Help with BJT regions of operations

[iScience]

i understand this graph

the ordering of the regions make sense to me;

cutoff: little/no base current ----> no current anywhere
active: base current moderately past V_be -----> linear current amplification
saturation: etc

but here..

http://[URL='http://i.imgur.com/JpGqXUQ.png]']http://i.imgur.com/JpGqXUQ.png[/URL]

what is going on?? the base current is a third dimension where if i increase it further, eventually it should lead to saturation. but this graph says saturation is inversely proportional to (basically) V_cc .

i thought active region meant that the number of electrons being combined with holes at the base is linearly proportional to the electrons passing to the collector; and saturation was where the number electrons combining at the base was non-linearly proportional to that passing onto the collector.

so why is saturation at the region where V_ce is small and active where V_ce is large, shouldn't it be backwards??

clarification please!

thanks

 

[cabraham]

Increasing Ib results in an increase in Ic only if the power supply and collector resistor allow it. Suppose the supply is 12 volts, and the collector resistor is 1.0 kohm. The Ic value is limited to 12 mA, cannot exceed this value. If the beta value (hfe) is 100 and the base current Ib is 50 uA, then Ic = 5.0 mA. Increasing Ib to 100 uA results in Ic increasing to 10 mA. With 10 mA value of Ic, the 1.0 kohm resistor drops 10 volts, leaving 2.0 volts for Vce.

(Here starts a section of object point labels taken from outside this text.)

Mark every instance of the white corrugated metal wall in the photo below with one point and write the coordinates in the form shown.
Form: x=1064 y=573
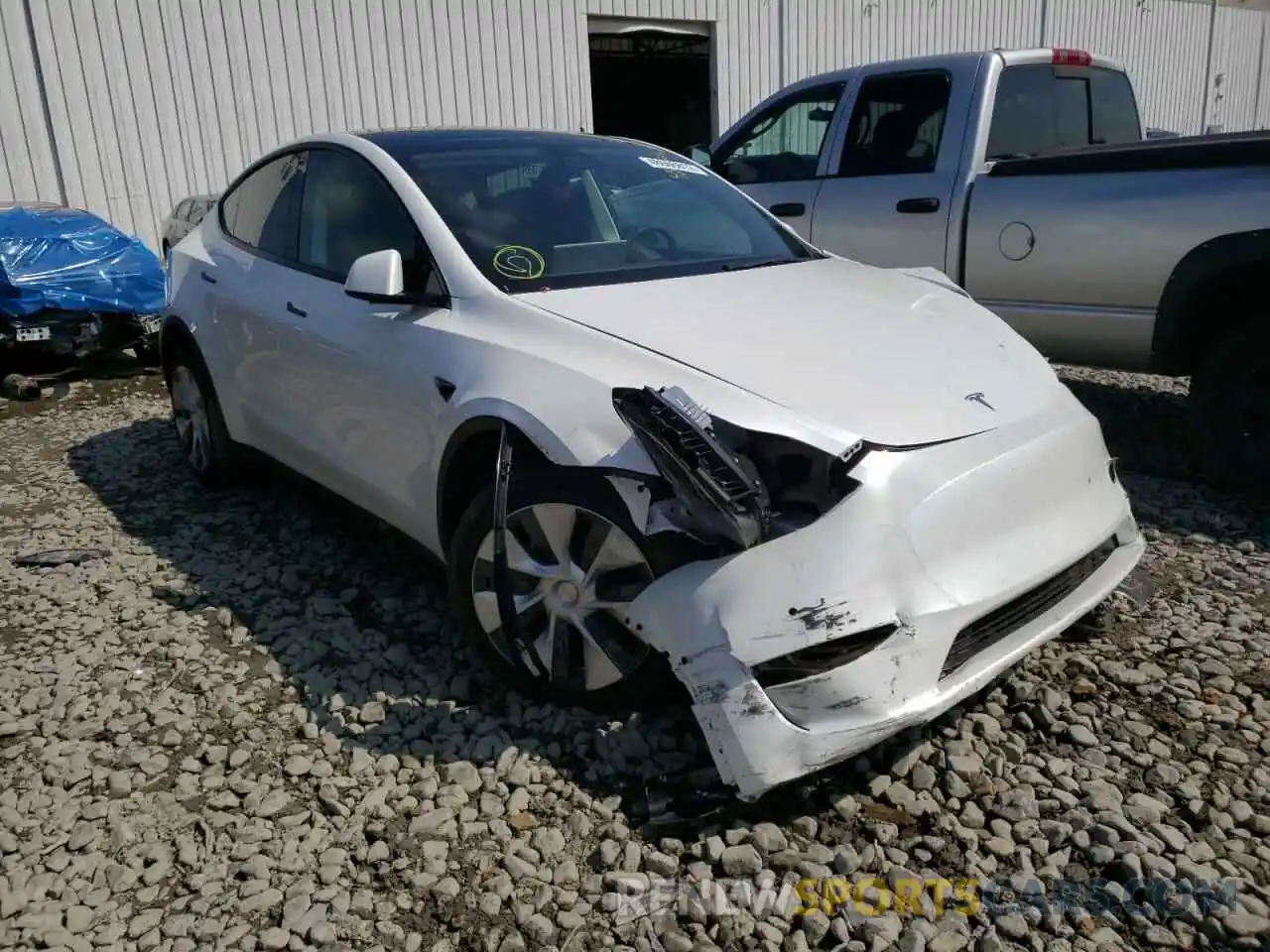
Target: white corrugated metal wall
x=149 y=100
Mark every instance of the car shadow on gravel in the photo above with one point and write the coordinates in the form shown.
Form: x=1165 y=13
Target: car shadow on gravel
x=349 y=617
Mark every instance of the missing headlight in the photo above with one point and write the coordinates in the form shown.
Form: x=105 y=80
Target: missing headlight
x=731 y=484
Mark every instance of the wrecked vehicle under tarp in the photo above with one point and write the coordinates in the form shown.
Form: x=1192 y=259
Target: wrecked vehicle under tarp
x=73 y=287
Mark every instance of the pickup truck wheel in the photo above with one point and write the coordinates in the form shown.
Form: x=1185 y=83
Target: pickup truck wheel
x=574 y=560
x=1230 y=409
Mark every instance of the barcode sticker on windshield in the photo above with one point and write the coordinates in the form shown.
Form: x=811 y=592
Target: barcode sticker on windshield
x=670 y=166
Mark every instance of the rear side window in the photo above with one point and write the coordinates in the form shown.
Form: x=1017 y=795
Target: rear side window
x=1043 y=108
x=263 y=209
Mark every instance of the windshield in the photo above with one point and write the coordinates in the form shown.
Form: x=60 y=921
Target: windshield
x=547 y=211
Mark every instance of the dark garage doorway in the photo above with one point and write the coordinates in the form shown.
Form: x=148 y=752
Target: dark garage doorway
x=652 y=84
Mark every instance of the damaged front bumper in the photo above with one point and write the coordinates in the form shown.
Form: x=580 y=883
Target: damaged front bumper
x=76 y=334
x=943 y=567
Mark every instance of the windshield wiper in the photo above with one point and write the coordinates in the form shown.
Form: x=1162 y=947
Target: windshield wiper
x=765 y=263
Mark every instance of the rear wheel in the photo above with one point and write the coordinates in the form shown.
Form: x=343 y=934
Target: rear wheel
x=1230 y=408
x=575 y=562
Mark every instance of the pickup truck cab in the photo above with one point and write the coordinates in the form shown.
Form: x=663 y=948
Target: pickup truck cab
x=1026 y=177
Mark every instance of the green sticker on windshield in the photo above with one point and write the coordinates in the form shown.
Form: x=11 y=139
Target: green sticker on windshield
x=518 y=262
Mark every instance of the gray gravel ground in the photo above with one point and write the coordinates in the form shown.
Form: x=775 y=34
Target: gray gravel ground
x=248 y=728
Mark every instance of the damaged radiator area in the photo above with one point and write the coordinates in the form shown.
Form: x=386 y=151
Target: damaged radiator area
x=726 y=485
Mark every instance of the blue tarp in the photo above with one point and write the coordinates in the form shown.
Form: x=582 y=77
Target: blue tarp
x=66 y=259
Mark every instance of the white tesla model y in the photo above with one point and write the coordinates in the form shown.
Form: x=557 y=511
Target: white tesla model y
x=651 y=430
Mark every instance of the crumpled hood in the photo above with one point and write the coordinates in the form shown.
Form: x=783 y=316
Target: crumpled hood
x=889 y=356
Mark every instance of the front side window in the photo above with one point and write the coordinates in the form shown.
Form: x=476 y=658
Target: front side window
x=897 y=125
x=539 y=212
x=784 y=144
x=263 y=208
x=349 y=211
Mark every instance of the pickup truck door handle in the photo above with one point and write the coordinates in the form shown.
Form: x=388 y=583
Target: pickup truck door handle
x=788 y=209
x=917 y=206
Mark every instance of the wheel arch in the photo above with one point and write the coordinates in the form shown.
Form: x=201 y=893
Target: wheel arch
x=1223 y=275
x=467 y=466
x=175 y=333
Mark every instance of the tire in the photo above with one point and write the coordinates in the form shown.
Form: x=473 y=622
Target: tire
x=643 y=674
x=1229 y=407
x=200 y=431
x=146 y=354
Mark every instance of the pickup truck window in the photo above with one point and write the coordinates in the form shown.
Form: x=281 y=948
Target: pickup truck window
x=897 y=125
x=784 y=143
x=1043 y=108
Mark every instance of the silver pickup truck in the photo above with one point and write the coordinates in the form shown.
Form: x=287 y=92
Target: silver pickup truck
x=1025 y=177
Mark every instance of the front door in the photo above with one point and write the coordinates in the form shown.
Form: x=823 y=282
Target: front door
x=246 y=280
x=366 y=372
x=779 y=157
x=888 y=198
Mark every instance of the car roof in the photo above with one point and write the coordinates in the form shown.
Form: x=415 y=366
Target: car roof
x=447 y=139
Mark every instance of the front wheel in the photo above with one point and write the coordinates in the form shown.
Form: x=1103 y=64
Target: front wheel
x=575 y=561
x=195 y=413
x=1230 y=408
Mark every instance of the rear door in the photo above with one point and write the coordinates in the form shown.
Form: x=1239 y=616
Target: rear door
x=887 y=198
x=780 y=157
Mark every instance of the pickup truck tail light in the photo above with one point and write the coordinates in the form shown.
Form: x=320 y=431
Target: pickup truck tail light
x=1072 y=58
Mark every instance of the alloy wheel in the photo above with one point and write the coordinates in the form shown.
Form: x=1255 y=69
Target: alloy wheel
x=190 y=414
x=572 y=572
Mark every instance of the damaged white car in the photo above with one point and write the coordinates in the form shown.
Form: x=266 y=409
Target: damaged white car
x=652 y=433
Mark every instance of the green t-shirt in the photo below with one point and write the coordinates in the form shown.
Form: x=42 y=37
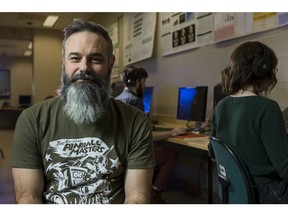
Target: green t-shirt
x=82 y=163
x=255 y=127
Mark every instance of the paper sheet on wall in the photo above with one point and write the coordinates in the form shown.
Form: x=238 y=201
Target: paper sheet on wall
x=113 y=32
x=139 y=33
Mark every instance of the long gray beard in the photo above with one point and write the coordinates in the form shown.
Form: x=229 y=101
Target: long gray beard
x=85 y=101
x=79 y=108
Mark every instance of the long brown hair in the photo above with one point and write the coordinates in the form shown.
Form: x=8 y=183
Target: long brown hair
x=252 y=64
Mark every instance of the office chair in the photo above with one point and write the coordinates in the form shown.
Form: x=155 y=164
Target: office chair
x=233 y=176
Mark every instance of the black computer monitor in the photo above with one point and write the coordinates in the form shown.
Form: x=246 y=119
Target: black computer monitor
x=147 y=99
x=218 y=94
x=117 y=88
x=192 y=103
x=24 y=101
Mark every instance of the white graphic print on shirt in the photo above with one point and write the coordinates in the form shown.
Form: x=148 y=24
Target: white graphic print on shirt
x=80 y=168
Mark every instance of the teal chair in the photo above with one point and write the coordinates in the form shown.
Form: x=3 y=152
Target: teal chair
x=233 y=176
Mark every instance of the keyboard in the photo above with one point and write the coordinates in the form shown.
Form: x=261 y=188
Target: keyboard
x=191 y=136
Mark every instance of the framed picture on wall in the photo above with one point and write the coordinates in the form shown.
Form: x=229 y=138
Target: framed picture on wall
x=4 y=84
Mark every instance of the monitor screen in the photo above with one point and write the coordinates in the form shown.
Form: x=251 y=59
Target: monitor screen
x=117 y=89
x=25 y=100
x=218 y=94
x=192 y=103
x=147 y=99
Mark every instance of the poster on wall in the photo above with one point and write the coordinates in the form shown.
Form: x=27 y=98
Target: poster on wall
x=139 y=35
x=113 y=32
x=178 y=32
x=264 y=21
x=4 y=84
x=223 y=26
x=204 y=28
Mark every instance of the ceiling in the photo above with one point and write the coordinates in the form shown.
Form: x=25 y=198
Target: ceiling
x=13 y=46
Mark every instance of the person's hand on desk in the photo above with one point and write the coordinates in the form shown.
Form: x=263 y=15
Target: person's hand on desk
x=160 y=135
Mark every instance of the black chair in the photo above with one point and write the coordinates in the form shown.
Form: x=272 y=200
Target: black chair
x=233 y=176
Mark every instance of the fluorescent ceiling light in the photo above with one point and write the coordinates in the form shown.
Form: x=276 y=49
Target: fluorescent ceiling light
x=28 y=53
x=50 y=20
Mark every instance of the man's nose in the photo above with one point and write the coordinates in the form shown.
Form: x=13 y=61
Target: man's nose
x=84 y=67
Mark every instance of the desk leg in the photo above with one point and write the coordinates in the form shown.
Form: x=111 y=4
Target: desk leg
x=210 y=181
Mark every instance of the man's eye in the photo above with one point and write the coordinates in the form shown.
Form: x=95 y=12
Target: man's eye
x=96 y=60
x=74 y=58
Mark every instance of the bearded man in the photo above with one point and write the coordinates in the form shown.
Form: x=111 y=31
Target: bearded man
x=83 y=146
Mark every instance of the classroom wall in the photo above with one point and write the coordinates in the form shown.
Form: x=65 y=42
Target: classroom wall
x=47 y=63
x=20 y=76
x=202 y=66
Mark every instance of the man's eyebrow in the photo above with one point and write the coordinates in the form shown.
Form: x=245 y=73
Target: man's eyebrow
x=73 y=53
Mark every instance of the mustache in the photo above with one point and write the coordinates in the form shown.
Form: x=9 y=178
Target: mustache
x=85 y=76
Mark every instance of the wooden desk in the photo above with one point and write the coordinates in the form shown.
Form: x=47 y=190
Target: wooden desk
x=202 y=144
x=197 y=142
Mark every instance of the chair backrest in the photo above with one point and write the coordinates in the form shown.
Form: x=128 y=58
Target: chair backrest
x=233 y=175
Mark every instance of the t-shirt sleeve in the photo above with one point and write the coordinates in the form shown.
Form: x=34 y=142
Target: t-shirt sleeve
x=141 y=152
x=275 y=138
x=25 y=150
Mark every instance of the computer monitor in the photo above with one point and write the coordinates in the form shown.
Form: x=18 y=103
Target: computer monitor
x=192 y=103
x=218 y=94
x=147 y=99
x=24 y=101
x=117 y=88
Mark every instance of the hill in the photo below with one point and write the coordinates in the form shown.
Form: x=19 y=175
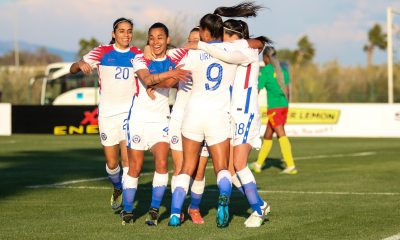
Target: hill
x=7 y=46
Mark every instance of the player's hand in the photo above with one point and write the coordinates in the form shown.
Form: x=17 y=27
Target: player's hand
x=148 y=53
x=150 y=93
x=85 y=67
x=191 y=45
x=181 y=74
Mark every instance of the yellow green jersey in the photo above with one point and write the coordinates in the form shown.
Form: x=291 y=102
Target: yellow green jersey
x=268 y=80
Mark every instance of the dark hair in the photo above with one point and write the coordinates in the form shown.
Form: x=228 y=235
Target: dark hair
x=237 y=27
x=214 y=24
x=117 y=22
x=195 y=29
x=159 y=25
x=244 y=9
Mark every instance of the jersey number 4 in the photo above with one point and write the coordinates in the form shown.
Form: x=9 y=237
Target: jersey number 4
x=216 y=70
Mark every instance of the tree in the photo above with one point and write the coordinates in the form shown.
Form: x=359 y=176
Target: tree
x=41 y=57
x=376 y=38
x=86 y=45
x=286 y=55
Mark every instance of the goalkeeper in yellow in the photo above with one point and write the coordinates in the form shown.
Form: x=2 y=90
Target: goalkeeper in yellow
x=276 y=81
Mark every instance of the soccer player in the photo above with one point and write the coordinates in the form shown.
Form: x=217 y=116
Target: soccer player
x=148 y=121
x=175 y=137
x=194 y=35
x=209 y=97
x=117 y=88
x=278 y=101
x=245 y=114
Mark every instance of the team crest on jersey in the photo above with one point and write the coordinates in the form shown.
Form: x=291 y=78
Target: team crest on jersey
x=103 y=136
x=174 y=139
x=136 y=139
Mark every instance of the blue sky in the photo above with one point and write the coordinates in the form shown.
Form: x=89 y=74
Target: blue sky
x=338 y=29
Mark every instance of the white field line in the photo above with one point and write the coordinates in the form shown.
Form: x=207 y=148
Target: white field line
x=360 y=154
x=259 y=191
x=394 y=237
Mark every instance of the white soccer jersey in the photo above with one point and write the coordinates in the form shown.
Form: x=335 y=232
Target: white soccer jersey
x=116 y=77
x=206 y=113
x=211 y=80
x=144 y=108
x=244 y=98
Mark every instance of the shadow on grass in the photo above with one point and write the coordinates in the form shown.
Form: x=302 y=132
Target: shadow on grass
x=21 y=169
x=273 y=163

Now if we increase Ib to a value of 200 uA (0.20 mA), the value of Ic cannot be 100*0.20 mA = 20 mA, since the collector resistor Rc limits Ic to 12 mA. The bjt saturates, Vce attains a value of around 0.20 volts, and the Ic value is 11.8 mA.

If, however, the Rc value was reduced to 470 ohms, then with 0.20 mA of Ib, the Ic value would be 100 times that or 20 mA. The Rc voltage drop is 9.4 volts, and Vce is 2.6 volts. Did I help?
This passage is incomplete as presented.